At the beginning of the summer, WomenTechWomenYes (WTWY) has a gala in New York City. In order to generate awareness of their new and inclusive organization and to attract passionate individuals to their gala, WTWY sends out street teams to collect email addresses. These teams will be placed at the entrances of various subway stations with the goal of gathering the most signatures, ideally from those who will attend the gala and contribute to the cause. Using MTA subway data, WTWY wants to find which stations will allow their teams to be most effective in reaching their goals.

Data

From the MTA database, we pulled weekly turnstile data for May and June of 2017. We also decided to incorporate demographic and economic factors into our analysis. This data originated from the 2015 American Community and was broken down by zip code. The MTA data would allow us to measure the popularity of various stations. From the census data, we used variables such as median income, age, sex, and bachelor degree features. The sources of these datasets are listed below.

Analysis

The MTA data contains cumulative entries and exits for turnstiles in every New York City subway station. Using the timestamps, each observation can be converted into average entries and exits per hour. Next, we fragmented the data by day of the week and then again by time of day. Unsurprisingly, we noticed weekday rush hour periods were significantly more busy than midday and weekend levels. Referring back to WTWY’s goals, we decided to solely focus on these rush periods. Next, we aggregated entries and exits per hour for our total time horizon to find the average traffic each station was experiencing per rush period.
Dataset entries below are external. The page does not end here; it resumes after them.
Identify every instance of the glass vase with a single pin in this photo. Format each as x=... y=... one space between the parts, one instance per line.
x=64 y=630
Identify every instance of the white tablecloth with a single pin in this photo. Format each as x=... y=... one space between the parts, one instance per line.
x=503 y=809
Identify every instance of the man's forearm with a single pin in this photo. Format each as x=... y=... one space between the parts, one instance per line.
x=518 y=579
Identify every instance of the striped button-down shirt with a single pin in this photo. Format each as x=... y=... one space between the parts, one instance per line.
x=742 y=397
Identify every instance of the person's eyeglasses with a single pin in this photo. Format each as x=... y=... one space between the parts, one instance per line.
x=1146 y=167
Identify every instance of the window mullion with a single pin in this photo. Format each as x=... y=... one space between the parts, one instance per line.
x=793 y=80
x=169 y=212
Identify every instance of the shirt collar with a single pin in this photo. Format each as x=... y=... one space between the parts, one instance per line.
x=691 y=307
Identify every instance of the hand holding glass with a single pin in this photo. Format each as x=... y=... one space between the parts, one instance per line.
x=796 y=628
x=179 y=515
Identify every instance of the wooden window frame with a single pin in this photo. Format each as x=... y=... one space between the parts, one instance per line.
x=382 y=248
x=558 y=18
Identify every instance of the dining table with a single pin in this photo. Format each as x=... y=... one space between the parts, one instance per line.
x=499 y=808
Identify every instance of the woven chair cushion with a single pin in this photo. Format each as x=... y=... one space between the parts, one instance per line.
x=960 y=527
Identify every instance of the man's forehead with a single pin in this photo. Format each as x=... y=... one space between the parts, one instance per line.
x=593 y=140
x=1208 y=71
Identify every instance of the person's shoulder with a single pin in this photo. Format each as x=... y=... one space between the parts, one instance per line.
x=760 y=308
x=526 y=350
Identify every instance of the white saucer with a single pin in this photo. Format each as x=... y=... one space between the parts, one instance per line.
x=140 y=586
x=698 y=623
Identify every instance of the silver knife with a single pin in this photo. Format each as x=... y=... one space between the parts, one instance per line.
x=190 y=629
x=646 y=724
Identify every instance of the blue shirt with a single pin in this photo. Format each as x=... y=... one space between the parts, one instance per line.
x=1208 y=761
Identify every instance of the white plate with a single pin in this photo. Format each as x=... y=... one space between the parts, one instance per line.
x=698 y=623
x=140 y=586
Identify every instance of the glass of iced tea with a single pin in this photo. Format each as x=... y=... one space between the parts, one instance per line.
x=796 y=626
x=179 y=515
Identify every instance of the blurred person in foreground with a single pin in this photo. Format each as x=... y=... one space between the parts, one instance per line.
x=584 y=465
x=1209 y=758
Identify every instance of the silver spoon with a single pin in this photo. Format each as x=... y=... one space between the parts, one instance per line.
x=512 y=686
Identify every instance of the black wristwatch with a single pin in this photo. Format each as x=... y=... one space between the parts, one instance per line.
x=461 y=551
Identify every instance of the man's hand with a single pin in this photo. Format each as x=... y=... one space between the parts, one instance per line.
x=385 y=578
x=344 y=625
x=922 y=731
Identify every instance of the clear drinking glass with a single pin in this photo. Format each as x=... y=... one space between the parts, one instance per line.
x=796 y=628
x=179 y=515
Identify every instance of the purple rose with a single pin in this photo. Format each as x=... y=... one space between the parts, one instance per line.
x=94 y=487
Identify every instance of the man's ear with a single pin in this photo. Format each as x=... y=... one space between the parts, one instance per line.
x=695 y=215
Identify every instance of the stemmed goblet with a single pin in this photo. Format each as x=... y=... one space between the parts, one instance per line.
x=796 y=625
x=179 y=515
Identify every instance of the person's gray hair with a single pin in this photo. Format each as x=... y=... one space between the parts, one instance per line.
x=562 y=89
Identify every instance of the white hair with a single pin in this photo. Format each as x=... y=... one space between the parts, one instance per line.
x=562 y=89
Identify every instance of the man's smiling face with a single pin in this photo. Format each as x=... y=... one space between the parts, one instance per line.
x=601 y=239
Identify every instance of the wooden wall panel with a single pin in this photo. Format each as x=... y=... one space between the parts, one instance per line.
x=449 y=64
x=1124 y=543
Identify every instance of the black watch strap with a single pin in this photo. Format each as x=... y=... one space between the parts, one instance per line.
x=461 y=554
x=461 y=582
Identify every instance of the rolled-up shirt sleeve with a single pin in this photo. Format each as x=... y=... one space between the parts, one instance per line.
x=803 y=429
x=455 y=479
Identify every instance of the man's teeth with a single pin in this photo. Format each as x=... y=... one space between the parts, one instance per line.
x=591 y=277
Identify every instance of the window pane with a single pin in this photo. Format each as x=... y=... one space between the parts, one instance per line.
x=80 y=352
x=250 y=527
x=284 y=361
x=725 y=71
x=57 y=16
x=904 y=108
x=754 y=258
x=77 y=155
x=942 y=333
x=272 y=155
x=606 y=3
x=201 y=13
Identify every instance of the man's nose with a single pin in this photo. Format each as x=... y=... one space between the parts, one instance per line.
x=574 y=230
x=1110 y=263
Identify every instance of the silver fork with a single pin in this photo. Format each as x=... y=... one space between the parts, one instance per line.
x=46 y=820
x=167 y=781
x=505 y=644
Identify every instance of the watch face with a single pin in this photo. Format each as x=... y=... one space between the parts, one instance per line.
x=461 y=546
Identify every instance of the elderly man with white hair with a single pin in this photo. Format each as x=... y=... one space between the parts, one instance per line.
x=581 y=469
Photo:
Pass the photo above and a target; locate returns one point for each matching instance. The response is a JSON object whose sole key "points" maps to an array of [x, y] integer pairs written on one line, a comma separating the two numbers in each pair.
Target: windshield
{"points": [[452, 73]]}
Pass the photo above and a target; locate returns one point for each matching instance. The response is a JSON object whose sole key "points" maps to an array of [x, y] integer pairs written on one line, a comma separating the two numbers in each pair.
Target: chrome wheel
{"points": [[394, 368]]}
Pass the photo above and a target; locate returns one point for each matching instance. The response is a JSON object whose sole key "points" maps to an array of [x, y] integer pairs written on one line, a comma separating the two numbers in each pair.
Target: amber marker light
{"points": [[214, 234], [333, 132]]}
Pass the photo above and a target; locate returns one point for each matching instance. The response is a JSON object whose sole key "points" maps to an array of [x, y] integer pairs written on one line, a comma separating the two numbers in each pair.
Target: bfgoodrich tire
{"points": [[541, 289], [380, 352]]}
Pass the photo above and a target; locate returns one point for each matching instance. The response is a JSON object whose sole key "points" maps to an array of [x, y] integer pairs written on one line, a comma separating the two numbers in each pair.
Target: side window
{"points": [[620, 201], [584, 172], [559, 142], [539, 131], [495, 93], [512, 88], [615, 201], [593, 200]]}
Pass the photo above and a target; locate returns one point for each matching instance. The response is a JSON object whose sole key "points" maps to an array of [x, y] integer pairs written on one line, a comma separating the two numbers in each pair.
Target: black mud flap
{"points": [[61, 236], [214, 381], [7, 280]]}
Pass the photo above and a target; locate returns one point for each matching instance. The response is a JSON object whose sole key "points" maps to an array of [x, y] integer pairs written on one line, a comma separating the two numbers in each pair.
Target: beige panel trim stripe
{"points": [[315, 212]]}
The census dataset only contains information on where individuals live. Because of this fact, we assumed subway riders have simple commutes - boarding and exiting relatively close to where they live. Additionally, we assumed residents have conventional work hours. This allows us to assume morning entries and evening exits correspond to individuals who live near their respective stations.

For each zip code in New York City, we pulled three statistics from the census data:

  • Percentage of women between the age of 20 and 34
  • Percentage of women with bachelor degrees in science, engineering, or a related field
  • Median individual income

By combining the first two statistics, we get an estimate of young women interested in STEM fields for each zip code. Using the median individual income, we can see the overall economic status of each zip code. These metrics are useful for WTWY because they illustrate which areas contain individuals who might be interested in STEM as well as those who could be willing to donate to the cause.

Scoring

After combining the two datasets on zip code, we calculated the percentile rank for each of the following:

  • Average morning rush hour entries by station
  • Average evening rush hour exits by station
  • Percent of young women with STEM degrees by zip code
  • Median individual income by zip code

NYC Zip Code Heat Map

Next, we calculated a weighted sum of these percentiles using the following weights:

  • Station traffic = 0.4
  • Women in STEM = 0.4
  • Median income = 0.2

These weights may be adjusted by WTWY given their own assumptions and predictions. We used this specific allocation because we found income to crowd out the other two features at higher levels. We also wanted to highlight the station traffic and women in STEM features.

Results

With a weighted sum - or score - for each station, we can finally see where WTWY should position their street teams. For the morning rush period, these are the stations with the highest scores:

Stations Line
Times Square - 42 St 1237ACENQRS
34 St - Penn Station 123
34 St - Penn Station ACE
34 St - Herald Square BDFMNQRW
Fulton St 2345ACJZ
Chambers St ACE23
Kew Gardens - Union Tp EF
Brooklyn Bridge - City Hall 456JZ
Wall St 23
23 St FM

And for the evening rush, the highest scoring stations:

Stations Line
Times Square - 42 St 1237ACENQRS
Wall St 23
Chambers St ACE23
Wall St 45
Brooklyn Bridge - City Hall 456JZ
5 Ave 7BDFM
World Trade Center ACE23
Cortlandt St RNW
34 St - Herald Square BDFMNQRW
Fulton St 2345ACJZ

After seeing these results, we were not too surprised with the stations that concentrated toward the top. Times Square, Penn Station, Herald Square, Fulton Street, Wall Street, and Chambers Street are all large stations that see a lot of daily traffic. However, looking a little further down our rankings, we noticed a few stations that fared well, for example, Astoria Avenue, Steinway Street, Vernon Blvd - Jackson Ave, and Bleecker Street.

Top Stations Map

Recommendations

We recommend WTWY consider the top 30 stations for both morning and evening rush periods. They may need to further reference qualitative factors of New York commuting. For example, if they wanted to focus on the large business centers, then they should station their teams at Midtown and the Financial District. If they wanted less of a corporate crowd then they could go to stations in SoHo, Williamsburg, or Astoria. In any manner, by combining station traffic levels and economic and demographic features, we get a better picture of WTWY plan of action. We hope they find this analysis and recommendations useful.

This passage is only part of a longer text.